Tensor

Overview

The TT Tensor library provides support for creation and manipulation of TT Tensors.

This library is used by TT-Dispatch to represent tensors that can be sent to and received from TT-Metal platform. Operations in ttDNN library also utilize this library: operation take TT Tensors as inputs and return TT Tensors as outputs.

This library only supports tensors of rank 4.

TT Tensor library provides support for different memory layouts of data stored within tensor.

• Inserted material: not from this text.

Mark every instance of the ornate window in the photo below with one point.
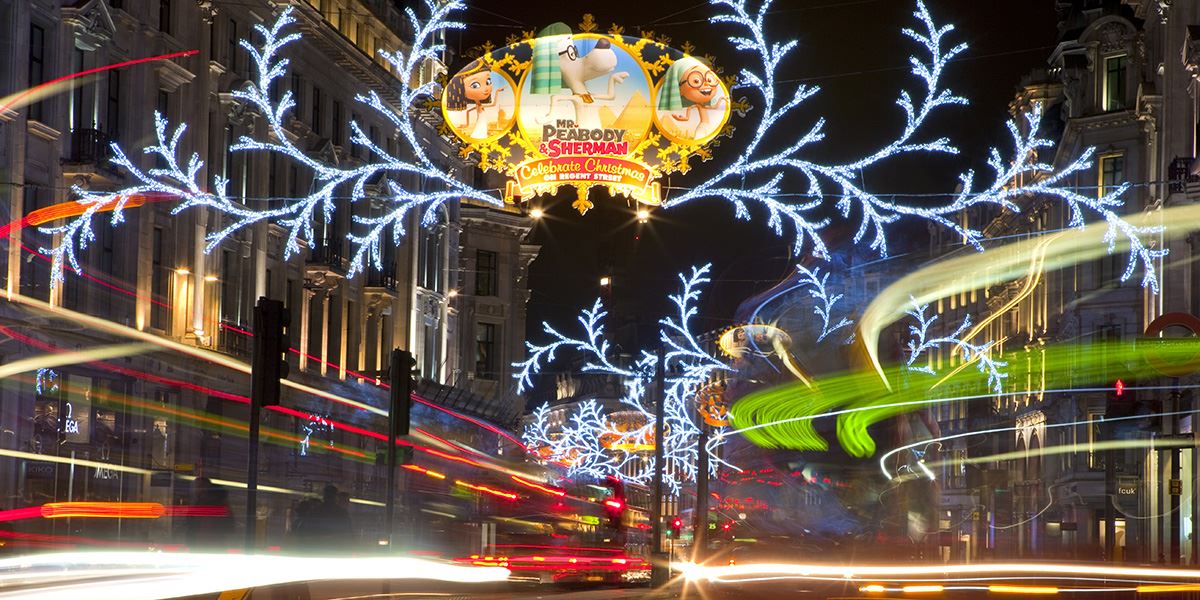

ROW_MAJOR layout will store values in memory row by row, starting from last dimension of tensor. For a tensor of shape [W, Z, Y, X] to be stored in ROW_MAJOR order on TT Accelerator device, X must be divisible by 2. A tensor in ROW_MAJOR order with X not divisible by 2 can exist on host machine, but can’t be sent TT Accelerator device. So you can’t provide a TT Accelerator device to TT Tensor construct for this type of tensor nor can you use ttnn.Tensor.to() to send this type of tensor to TT Accelerator device.

TILE layout will store values in memory tile by tile, starting from the last two dimensions of the tensor. A tile is a (32, 32) shaped subsection of tensor. Tiles are stored in memory in row major order, and then values inside tiles are stored in row major order. A TT Tensor of shape [W, Z, Y, X] can have TILE layout only if both X and Y are divisible by 2.

#Tensor of shape (2, 64, 64)

#batch=0
[    0,    1,    2, ...,   63,
    64,   65,   66, ...,  127,
    ...
  3968, 3969, 3970, ..., 4031,
  4032, 4033, 4034, ..., 4095 ]

#batch=1
[ 4096, 4097, 4098, ..., 4159,
  4160, 4161, 6462, ..., 4223,
    ...
  8064, 8065, 8066, ..., 8127,
  8128, 8129, 8130, ..., 8191 ]


#Stored in ROW_MAJOR layout
[0, 1, 2, ..., 63, 64, ..., 4095, 4096, 4097, 4098, ..., 4159, 4160, ..., 8191]

#Stored in TILE layout
[  0,    1, ...,   31,   64,   65, ...,   95, ..., 1984, 1985, ..., 2015, # first tile of batch=0
  32,   33, ...,   63,   96,   97, ...,  127, ..., 2016, 2017, ..., 2047, # second tile of batch=0
...
2080, 2081, ..., 2111, 2144, 2145, ..., 2175, ..., 4064, 4065, ..., 4095, # fourth (last) tile of batch=0

4096, ..., 6111,                                                           # first tile of batch=1
...
6176, ..., 8191 ]                                                          # fourth (last) tile of batch=0

Tensor Storage

Tensor class has 3 types of storages: OwnedStorage, BorrowedStorage and DeviceStorage. And it has a constructor for each type.

OwnedStorage is used to store the data in host DRAM. Every data type is stored in the vector corresponding to that data type. And the vector itself is stored in the shared pointer. That is done so that if the Tensor object is copied, the underlying storage is simply reference counted and not copied as well.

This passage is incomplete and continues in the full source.